Leverage negative lookahead:

>>> import re
>>> x=r'(?!x)x'
>>> r=re.compile(x)
>>> r.match('')
>>> r.match('x')
>>> r.match('y')

this RE is a contradiction in terms and therefore will never match anything.

NOTE:
In Python, re.match() implicitly adds a beginning-of-string anchor (\A) to the start of the regular expression. This anchor is important for performance: without it, the entire string will be scanned. Those not using Python will want to add the anchor explicitly:

\A(?!x)x

This is actually quite simple, although it depends on the implementation / flags*:

$a

Will match a character a after the end of the string. Good luck.

WARNING:
This expression is expensive -- it will scan the entire line, find the end-of-line anchor, and only then not find the a and return a negative match. (See comment below for more detail.)

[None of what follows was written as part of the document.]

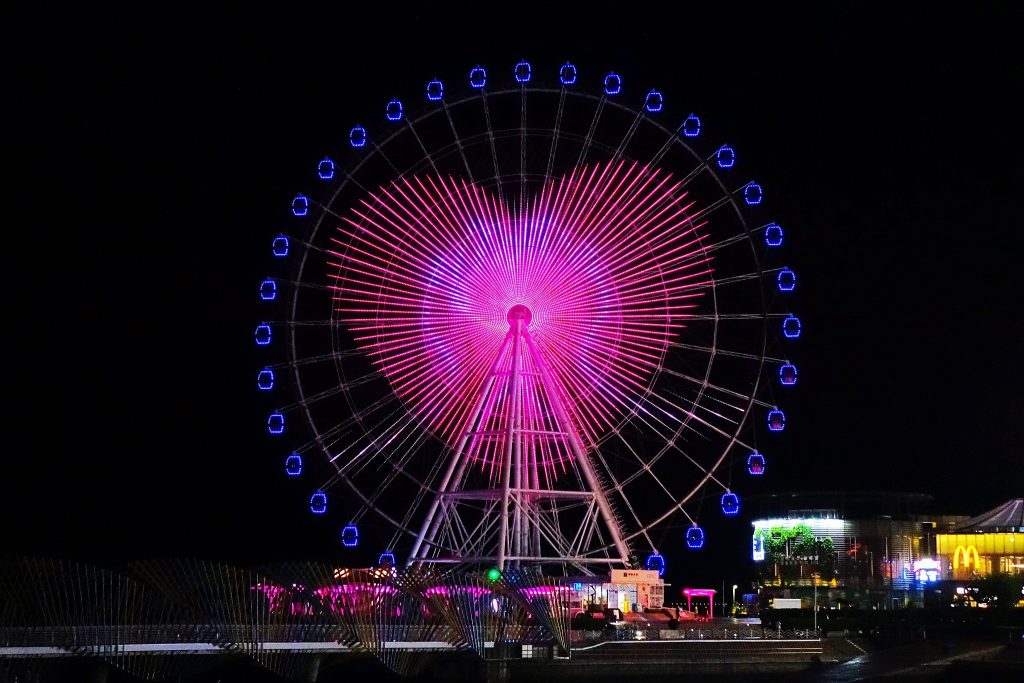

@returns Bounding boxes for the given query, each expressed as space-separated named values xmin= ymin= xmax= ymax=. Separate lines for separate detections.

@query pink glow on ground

^* Originally I did not give much thought on multiline-mode regexp, where $ also matches the end of a line. In fact, it would match the empty string right before the newline, so an ordinary character like a can never appear after $.

One that was missed:

^\b$

It can't match because the empty string doesn't contain a word boundary. Tested in Python 2.5.

look around:

(?=a)b

For regex newbies: The positive look ahead (?=a) makes sure that the next character is a, but doesn't change the search location (or include the 'a' in the matched string). Now that next character is confirmed to be a, the remaining part of the regex (b) matches only if the next character is b. Thus, this regex matches only if a character is both a and b at the same time.

a\bc, where \b is a zero-width expression that matches word boundary.

It can't appear in the middle of a word, which we force it to.